The state of Nevada has introduced a new plan that will allow tribal lands to cast their ballots electronically.

ABC News reported members of the Walker River Paiute Tribe filed a lawsuit against the state of Nevada to expand voting rights for Nevada tribes.

As a result of the lawsuit, Nevada has initiated a new plan to allow members of tribal nations to cast their votes electronically.

In the new plan, people who live on a reservation “can receive a ballot electronically through an online system set up by the state and then return it electronically.”

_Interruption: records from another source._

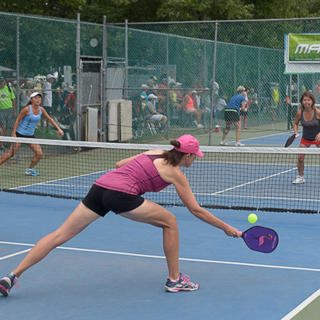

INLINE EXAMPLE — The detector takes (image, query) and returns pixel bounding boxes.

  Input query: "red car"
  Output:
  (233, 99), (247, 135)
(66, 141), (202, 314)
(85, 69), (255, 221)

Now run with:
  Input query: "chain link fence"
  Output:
(0, 13), (320, 145)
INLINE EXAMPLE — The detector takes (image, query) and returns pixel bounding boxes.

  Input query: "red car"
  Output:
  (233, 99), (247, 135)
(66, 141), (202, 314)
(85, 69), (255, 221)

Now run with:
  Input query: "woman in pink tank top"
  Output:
(0, 135), (242, 296)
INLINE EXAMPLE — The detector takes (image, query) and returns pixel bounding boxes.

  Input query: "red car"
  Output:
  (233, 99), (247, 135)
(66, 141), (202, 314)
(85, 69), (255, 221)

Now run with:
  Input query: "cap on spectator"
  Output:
(212, 81), (220, 90)
(30, 91), (42, 99)
(148, 93), (158, 99)
(65, 85), (74, 92)
(175, 134), (204, 158)
(237, 86), (246, 92)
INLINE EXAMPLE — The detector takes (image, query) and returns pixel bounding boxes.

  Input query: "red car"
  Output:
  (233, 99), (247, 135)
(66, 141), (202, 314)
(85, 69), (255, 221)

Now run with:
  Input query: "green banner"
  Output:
(287, 33), (320, 62)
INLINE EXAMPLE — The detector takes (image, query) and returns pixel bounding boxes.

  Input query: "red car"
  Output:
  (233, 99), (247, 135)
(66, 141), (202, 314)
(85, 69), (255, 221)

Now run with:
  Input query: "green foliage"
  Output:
(0, 0), (320, 23)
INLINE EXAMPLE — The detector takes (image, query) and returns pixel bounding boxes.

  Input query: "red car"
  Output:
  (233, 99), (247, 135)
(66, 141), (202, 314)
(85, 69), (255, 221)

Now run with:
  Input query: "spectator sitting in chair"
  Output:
(183, 90), (203, 128)
(147, 93), (168, 131)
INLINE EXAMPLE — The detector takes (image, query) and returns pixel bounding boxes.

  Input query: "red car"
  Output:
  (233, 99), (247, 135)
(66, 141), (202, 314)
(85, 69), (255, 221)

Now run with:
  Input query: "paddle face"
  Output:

Cal Boone, the tribal outreach coordinator for the Nevada Secretary of State’s Office, stated, “In past years, tribes didn’t have access to vote in multiple ways. You had to rely on the mail system to cast your vote or otherwise drive out to great lengths to vote.”

Per ABC News:

Members of the Walker River Paiute Tribe have watched the boundaries of their land recede over time along with the waters of the lake that are central to their identity, threatening the cultural symbol that gave the tribe its name — Agai Dicutta, or Trout Eaters.

Not wanting to cede their voice, tribal leaders have been making a push for expanded voting rights. That effort includes filing a lawsuit on behalf of all Nevada tribes seeking polling places on tribal lands and access to early voting.

The state has now granted the Walker River Paiutes and other tribes in Nevada a new right that advocates hope will greatly expand voting access for a community that gained U.S. citizenship only a century ago.

The new process — the ability to cast ballots electronically — has the potential to significantly boost turnout among all tribes in Nevada. But what some see as a small measure of justice to equalize voting rights raises security concerns for others, with implications far beyond Nevada’s 28 tribal communities as the nation braces for what is expected to be another close and contentious presidential election in November.

Under the plan, tribal members in Nevada who live on a reservation or colony can receive a ballot electronically through an online system set up by the state and then return it electronically. While not speaking specifically about Nevada’s system, experts warn that such voting — when a completed ballot is sent back either by email, through an online portal or by fax — carries risks of ballots being intercepted or manipulated and should be used sparingly, if at all.